Born Sept. 7, 1881, in Paris; died there July 13,1967. French Slavic philologist. Member of the Académic des Inscriptions et Belles-Lettres (1941).

Mazon studied at the Sorbonne and the University of Prague. From 1905 to 1908 he taught at Kharkov University and from 1919 to 1923 was a professor at the University of Strasbourg; from 1924 to 1951 he taught at the College de France.
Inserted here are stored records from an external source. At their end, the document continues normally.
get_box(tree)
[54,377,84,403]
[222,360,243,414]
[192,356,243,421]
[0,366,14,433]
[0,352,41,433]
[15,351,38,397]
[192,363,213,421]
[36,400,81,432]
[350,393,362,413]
Mazon worked at the Institute of Living Oriental Languages (1909-14) and was honorary president of the Institute of Slavic Research at the University of Paris (1937-59); he was also vice-president of the International Committee of Slavists (1958-67).

Mazon was one of the founders and, from 1921, the editor of Revue des etudes slaves. An outstanding scholar in the field of Russian classical literature, Mazon published valuable works on Pushkin, Lermontov, Gogol, Goncharov, Turgenev, Herzen, Dostoevsky, and Tolstoy. He also studied Old Russian literature (The Tale of Igor’s Campaign and Zadonshchina). It was Mazon’s thesis that The Tale of Igor’s Campaign was written not in the 12th century, but rather in the 18th century; this hypothesis was convincingly criticized by a number of Soviet and foreign critics.

Mazon wrote works on Russian and Czech grammar and on the morphology of the Russian verb. He was a member of the Academy of Sciences of the USSR (1928), the Polish, Bulgarian, and Czechoslovak academies of science, and other academies of the world.

WORKS

Vid v slavianskikh iazykakh: Printsipy iproblemy. Moscow, 1958. (Translated from French.)
Lexique de la guerre et de la revolution en Russie (1914-1918). Paris, 1920.
Emplois des aspects du verbe russe. Paris, 1914.
Grammaire de la langue tchèque. Paris, 1921.
Contes slaves de la Macédoine sudoccidentale. Paris, 1923.
Manuscrits parisiens d’Ivan Tourguénev. Paris, 1930.
Le Slovo d’Igor. Paris, 1940.
Grammaire de la langue russe. 3rd ed. Paris, 1949.